Figure 7: Inspection after 9 months in service.
Inspection of the shaft in 2007 (Fig. 7) and in 2010 showed the system still in perfect condition.
Case Study 3: Repairing an Unusual Cavitation Problem on HSS Ferry
The port bow thruster tunnel of a Fast Ferry built in 1997 suffered extensive cavitation damage.
Figure 8: HSS ferry.
Previous attempts with both glass flake and semi-rigid epoxy coatings lasted less than 12 months before repair was necessary (Fig. 9 and 10). The problem was particularly unusual as it only affected only one of two identical bow thruster tunnels on the port side (whereon the vessel ties to the quay), despite the fact that both tunnels were used equally, and were of identical design.
Figure 9: Damage to glass flake coating.
Figure 10: Damage to semi-rigid epoxy coating.
In 2002, the fluid elastomeric coating was installed. To repair heavy pitting and provide a smooth surface, an epoxy-based composite material was utilized.
Initial inspection after one year showed localized wear in the top of the tunnel only, where a coating application error resulted in insufficient thickness. Otherwise, the elastomer provided a significant improvement over all previous attempts to protect this tunnel. Application of a further coat of elastomer resulted in two additional years of service without the need for repair, allowing the owner to extend periodic dock maintenance from annual to every two years.
This case also provided a learning experience. It was believed that the impressed current cathodic protection systems of both the catamaran and the quay may have been interacting with each other, together with the cavitation, to cause conventional coating/lining systems to degrade prematurely.
In this instance, the two-part epoxy base coat provides excellent corrosion and cathodic disbondment protection, while the elastomeric coating offers cavitation resistance. Applied together as a system, both coatings ensure excellent in-service performance.
Figure 11: An elastomer coating system was applied in 2002.
Figures 12, 13 and 14 demonstrate the elastomeric coating’s performance in service, with the latter two photos showing inspection after seven years in service.
Figure 12: Inspection after 5 years in service.
Figure 13: Inspection after 7 years in service shows deterioration of anti-fouling paint.
Figure 14: Inspection after 7 years in service illustrates the need for periodic inspections.
Figure 13 particularly demonstrates the beginning of deterioration of the conventional marine anti-fouling paint. In this case, the breakdown of the paint had led to undermining the main system, the solution being to extend the elastomer system.
The latter example demonstrates the need to maintain the inspection of coatings. Coatings are a tool for the designer/operator to provide an optimum blend of performance and cost efficiency. However, coatings can be damaged through misapplication, changes in operating conditions or mechanical forces.
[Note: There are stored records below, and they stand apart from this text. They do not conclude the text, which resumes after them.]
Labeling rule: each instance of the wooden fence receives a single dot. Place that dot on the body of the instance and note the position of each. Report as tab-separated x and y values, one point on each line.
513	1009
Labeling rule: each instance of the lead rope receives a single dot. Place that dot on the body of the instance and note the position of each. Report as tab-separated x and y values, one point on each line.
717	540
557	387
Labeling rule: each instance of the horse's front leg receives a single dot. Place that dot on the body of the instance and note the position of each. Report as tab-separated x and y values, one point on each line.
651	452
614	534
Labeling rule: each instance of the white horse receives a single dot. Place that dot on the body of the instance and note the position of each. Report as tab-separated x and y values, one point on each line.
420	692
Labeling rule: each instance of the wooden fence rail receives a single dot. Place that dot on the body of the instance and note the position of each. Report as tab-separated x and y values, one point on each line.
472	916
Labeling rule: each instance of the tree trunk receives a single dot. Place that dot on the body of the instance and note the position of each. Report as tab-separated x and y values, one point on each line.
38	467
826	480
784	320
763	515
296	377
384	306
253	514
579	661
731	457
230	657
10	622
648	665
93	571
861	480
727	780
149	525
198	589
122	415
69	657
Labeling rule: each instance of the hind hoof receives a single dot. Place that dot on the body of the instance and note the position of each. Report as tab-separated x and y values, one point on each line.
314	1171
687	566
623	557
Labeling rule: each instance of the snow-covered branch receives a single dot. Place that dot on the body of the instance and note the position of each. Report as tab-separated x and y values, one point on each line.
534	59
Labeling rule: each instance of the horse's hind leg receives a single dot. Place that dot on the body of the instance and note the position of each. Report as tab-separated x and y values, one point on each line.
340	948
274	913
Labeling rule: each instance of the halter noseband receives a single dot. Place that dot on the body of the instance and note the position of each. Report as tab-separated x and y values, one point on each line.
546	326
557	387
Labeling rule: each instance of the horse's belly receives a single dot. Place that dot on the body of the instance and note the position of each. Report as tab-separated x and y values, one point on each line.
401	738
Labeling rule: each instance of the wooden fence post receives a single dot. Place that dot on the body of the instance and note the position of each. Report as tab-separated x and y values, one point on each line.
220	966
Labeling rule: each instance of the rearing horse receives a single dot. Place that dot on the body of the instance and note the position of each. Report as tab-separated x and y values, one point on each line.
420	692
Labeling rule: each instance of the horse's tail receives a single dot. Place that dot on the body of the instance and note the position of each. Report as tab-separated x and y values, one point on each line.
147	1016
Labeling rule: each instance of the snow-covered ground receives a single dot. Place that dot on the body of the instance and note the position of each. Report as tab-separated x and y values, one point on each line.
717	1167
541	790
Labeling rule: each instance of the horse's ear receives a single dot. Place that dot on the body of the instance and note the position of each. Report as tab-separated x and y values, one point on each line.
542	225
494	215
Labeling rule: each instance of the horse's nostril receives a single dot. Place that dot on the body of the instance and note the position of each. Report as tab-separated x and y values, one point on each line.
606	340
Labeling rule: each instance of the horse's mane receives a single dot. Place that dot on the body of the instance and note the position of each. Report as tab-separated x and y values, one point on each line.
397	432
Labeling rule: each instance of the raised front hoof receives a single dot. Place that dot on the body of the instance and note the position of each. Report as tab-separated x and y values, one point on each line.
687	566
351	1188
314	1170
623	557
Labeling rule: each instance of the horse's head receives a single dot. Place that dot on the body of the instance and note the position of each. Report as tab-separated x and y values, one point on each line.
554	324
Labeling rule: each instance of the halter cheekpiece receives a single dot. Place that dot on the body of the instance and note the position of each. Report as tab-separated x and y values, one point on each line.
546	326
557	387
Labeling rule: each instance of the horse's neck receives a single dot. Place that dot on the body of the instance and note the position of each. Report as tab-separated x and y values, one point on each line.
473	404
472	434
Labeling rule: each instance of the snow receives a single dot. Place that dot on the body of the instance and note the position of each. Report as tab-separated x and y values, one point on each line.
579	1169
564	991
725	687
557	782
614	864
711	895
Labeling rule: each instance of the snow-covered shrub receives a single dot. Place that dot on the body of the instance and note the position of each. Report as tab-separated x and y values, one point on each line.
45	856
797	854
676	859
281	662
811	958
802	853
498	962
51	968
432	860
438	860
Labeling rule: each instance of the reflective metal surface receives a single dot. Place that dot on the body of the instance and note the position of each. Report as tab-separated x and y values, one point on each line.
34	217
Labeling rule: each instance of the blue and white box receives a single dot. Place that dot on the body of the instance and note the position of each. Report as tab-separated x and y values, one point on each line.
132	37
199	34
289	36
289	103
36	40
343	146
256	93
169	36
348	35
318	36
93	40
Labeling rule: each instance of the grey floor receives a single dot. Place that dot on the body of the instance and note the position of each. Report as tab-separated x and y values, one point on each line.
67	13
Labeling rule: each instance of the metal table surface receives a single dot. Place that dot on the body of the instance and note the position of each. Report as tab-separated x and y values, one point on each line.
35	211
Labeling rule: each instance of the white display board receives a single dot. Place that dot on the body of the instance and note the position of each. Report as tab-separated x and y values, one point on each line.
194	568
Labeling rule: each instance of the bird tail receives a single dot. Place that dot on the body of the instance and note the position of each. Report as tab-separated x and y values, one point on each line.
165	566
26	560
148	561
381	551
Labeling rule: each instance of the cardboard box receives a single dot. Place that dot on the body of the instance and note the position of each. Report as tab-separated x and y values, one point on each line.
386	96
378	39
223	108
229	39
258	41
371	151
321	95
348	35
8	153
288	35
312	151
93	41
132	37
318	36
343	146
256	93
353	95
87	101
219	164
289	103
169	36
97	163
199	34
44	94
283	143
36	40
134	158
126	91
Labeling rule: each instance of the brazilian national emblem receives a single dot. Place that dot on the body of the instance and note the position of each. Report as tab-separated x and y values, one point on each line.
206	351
Periodic inspections afford the operator the opportunity to take corrective action.
Coating Design Challenges
High-intensity cavitation damage involves four main considerations for the polymer coating designer:
- Suction forces (adhesion needed)
- Extremely high instantaneous pressures (resilience needed)
- Instantaneous temperatures in excess of 9032°F / 5000°C (heat resistance needed)
- Permeation in immersion (diffusion resistance needed)
When we add the potential corrosion forces present when metals are used, we realize that the polymer choices for protection are very limited.
Research and development has shown that there is a consideration of the use of epoxy and elastomer technology, which can address these issues and offer the asset owner reassurance with respect to the operation of fluid flow equipment.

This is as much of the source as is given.